После всего, что услышала и увидела на той дороге, она уже действительно ничего и никогда не боялась.
Бросало в дрожь Настю только одно: воспоминание о том утре... И каждый раз, когда вспоминалось это утро, Настя невольно закрывала ладонями глаза, затыкала уши, - будто это могло спасти ее от воспоминаний.
Из взрослых (Настя тогда уже считала себя совершенно взрослой) осталось в живых только двое: она и пожилой водитель уцелевшей машины, той, которая успела умчаться с дороги в степь. Раненых и искалеченных детей через несколько часов помогла подобрать случайно подоспевшая колонна санитарных машин. Убитых зарыли в общей могиле тут же у дороги красноармейцы.
Все оставшиеся в живых и не получившие ранений уместились теперь в одной чудом уцелевшей полуторке.
Матери Настя не нашла ни среди живых, ни среди раненых. А среди мертвых, в том кровавом месиве, которое оставили после себя фашистские танки, нельзя было распознать ничего...
Через несколько дней после этого, уже за Доном, на широкой улице казачьей станицы пожилого генерала, начальника штаба одной из крупных армейских частей, остановила лет тринадцати, от силы - четырнадцати, девочка с темным от загара лицом и облупленным носом. На щеках возле переносицы даже сквозь темный загар проступали у нее густые веснушки. А взгляд голубовато-холодных глаз был не по-детски твердым и острым.
- Мне шестнадцать лет, - поздоровавшись, сказала она генералу. - Вы должны меня послать на фронт...
Генерал остановился.
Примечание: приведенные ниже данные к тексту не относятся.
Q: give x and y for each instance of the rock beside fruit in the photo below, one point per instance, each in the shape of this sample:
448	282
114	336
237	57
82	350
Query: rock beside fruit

Забыв ответить на приветствие, он удивленно посмотрел на офицеров, сопровождавших его.
- Вы должны послать меня на фронт, - упорно, твердо повторила девочка. - Я буду делать все, что прикажут. Я умею стрелять, стирать белье, готовить пищу и перевязывать раненых...
- Откуда ты? - дрогнувшим голосом спросил генерал.
Девчонка, если присмотреться к ней поближе, лишь ростом была маленькой. А так, по глазам, по выражению лица, по разговору, была по крайней мере на дватри года старше, чем ему показалось сначала. Она чемто напомнила генералу его среднюю внучку, от которой он вот уже год не имел никаких вестей.
- Я оттуда, - девчонка махнула рукой куда-то на запад. - Вы должны послать меня на фронт... Мою маму позавчера убили фашисты. Отец полковник, погиб в Испании. Я могу ходить в разведку. Я уже работала в госпитале...
- Постой, постой, - совсем уже растерялся генерал. - Нельзя же так сразу! Кто ж так делает? Только подошла, еще и не познакомились - и сразу на фронт!
- Вы должны взять меня... Все равно я пойду на фронт! Мне уже шестнадцать.
Под ее натиском генерал почувствовал себя совсем беспомощным. Горло у него подозрительно сжалось. Он еще раз оглянулся и не приказал, а попросил тихим, смущенным голосом:
- Прошу тебя, майор, позаботься. Прикажи старшине Ковганюку экипировать как следует, ну и... Нужно как-нибудь устроить... Одним словом, займись...
- Есть заняться, товарищ генерал-лейтенант! - вытянулся молодой блондинистый красавец майор с орденом Красной Звезды на новом кителе.